There are plenty of breathtaking special effects, not to mention some intense action sequences, the best of which is a parachute jump onto a drilling platform high in the atmosphere of Vulcan. Visually, this is a movie that will rock your world.

But is it Star Trek? That’s the question most Trek fans were hoping to have answered. I have to say, yes and no. The original television series in many ways was less action-oriented than this is. Yes, there were plenty of fistfights, phasers set on stun and epic space battles in the original, but the themes had to do with things that were important to series creator Gene Roddenberry; man’s inhumanity to man, racial tension, drug abuse, gender inequality and the supreme waste and ultimate uselessness that is war. Here, we are being re-introduced to the characters that the producers hope to rebuild the franchise with and the movie is more about that than taking on issues.

However, the foundation has been laid and hopefully in the future we’ll see stories more in tune with the high bar that Roddenberry set. Given the outstanding box office returns the movie had, it is inevitable that there will be at least one or two more installments in the movie series if not more. The action and special effects will get the bodies in the door; the characters will bring those bodies back for more. Abrams has hit a home run with the new Star Trek. Now, the question becomes can he do it again?

WHY RENT THIS: Breathtaking special effects and heart-pounding action sequences drive the movie. Young actors bring established characters back to life with fresh perspectives. Pine makes a fabulous Captain Kirk and could be a future star.

WHY RENT SOMETHING ELSE: The overall tone that Trek-haters despised is still present here.

FAMILY VALUES: Some scenes of brief sexuality and some violence; also there is a nightmare-inducing creature during the Delta Vega sequence. Otherwise, fit for most young audiences (but not for the very teeny tiny).
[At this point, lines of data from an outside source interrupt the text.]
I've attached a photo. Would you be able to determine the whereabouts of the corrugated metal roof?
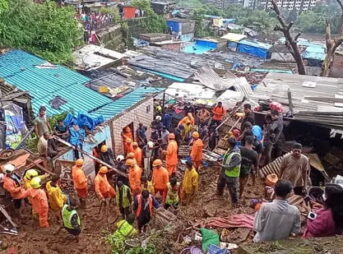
[239,40,273,49]
[92,87,164,120]
[0,50,112,115]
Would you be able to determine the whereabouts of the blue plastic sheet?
[63,113,105,131]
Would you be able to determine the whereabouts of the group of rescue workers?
[2,99,338,244]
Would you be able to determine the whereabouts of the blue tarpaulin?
[237,40,272,59]
[63,113,105,131]
[167,20,181,33]
[195,39,218,49]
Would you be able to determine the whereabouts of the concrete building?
[258,0,317,11]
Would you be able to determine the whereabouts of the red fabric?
[2,175,27,199]
[94,173,116,199]
[75,188,88,198]
[212,106,225,121]
[200,214,255,229]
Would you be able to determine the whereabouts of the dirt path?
[0,164,263,254]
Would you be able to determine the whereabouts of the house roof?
[302,44,326,61]
[222,33,247,42]
[0,50,112,115]
[92,87,165,120]
[239,40,273,49]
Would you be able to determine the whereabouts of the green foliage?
[0,0,82,63]
[0,0,8,14]
[130,0,167,33]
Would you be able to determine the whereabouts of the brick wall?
[111,98,154,155]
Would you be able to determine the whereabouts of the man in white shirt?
[254,180,301,242]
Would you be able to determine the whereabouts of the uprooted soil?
[0,164,263,254]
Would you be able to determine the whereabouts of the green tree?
[0,0,82,63]
[130,0,167,33]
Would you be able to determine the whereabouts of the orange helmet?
[192,131,200,138]
[99,166,108,174]
[75,159,83,166]
[125,159,135,167]
[100,145,108,153]
[126,152,135,159]
[152,159,162,167]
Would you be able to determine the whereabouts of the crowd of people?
[2,102,343,245]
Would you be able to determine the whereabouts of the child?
[182,160,199,205]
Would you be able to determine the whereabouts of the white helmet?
[3,164,15,174]
[117,154,125,161]
[148,141,154,148]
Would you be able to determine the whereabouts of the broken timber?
[54,136,128,177]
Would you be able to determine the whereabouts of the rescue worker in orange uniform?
[125,159,142,196]
[152,159,169,202]
[121,126,133,155]
[177,113,195,126]
[126,152,137,164]
[28,177,49,228]
[94,166,116,201]
[164,133,178,176]
[190,131,204,169]
[211,102,225,126]
[2,164,28,209]
[132,142,143,167]
[71,159,88,206]
[133,190,160,232]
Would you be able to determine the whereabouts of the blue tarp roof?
[0,50,112,115]
[302,44,326,61]
[239,40,272,50]
[92,87,165,120]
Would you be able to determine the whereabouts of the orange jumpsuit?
[71,165,88,198]
[212,106,225,121]
[166,140,178,176]
[190,138,204,168]
[2,175,28,199]
[152,167,169,202]
[122,127,133,154]
[178,116,195,126]
[94,173,116,199]
[28,189,49,228]
[133,147,143,167]
[129,165,142,195]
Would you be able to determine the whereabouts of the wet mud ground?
[0,167,263,254]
TRIVIAL PURSUITS: The seven years gap between this movie and Star Trek: Nemesis is the longest in the franchise history.

NOTABLE DVD FEATURES: There are three different home viewing versions of this so far: a single-disc DVD which is essentially just the film, a 2-disc Special Edition DVD which contains some deleted scenes including Abrams’ take on the Klingons, and a 3-Disc Blu-Ray which contains a humongous number of featurettes, as well as a 360 degree view of various Enterprise and Romulan sets. There is also a feature on Gene Roddenberry’s legacy.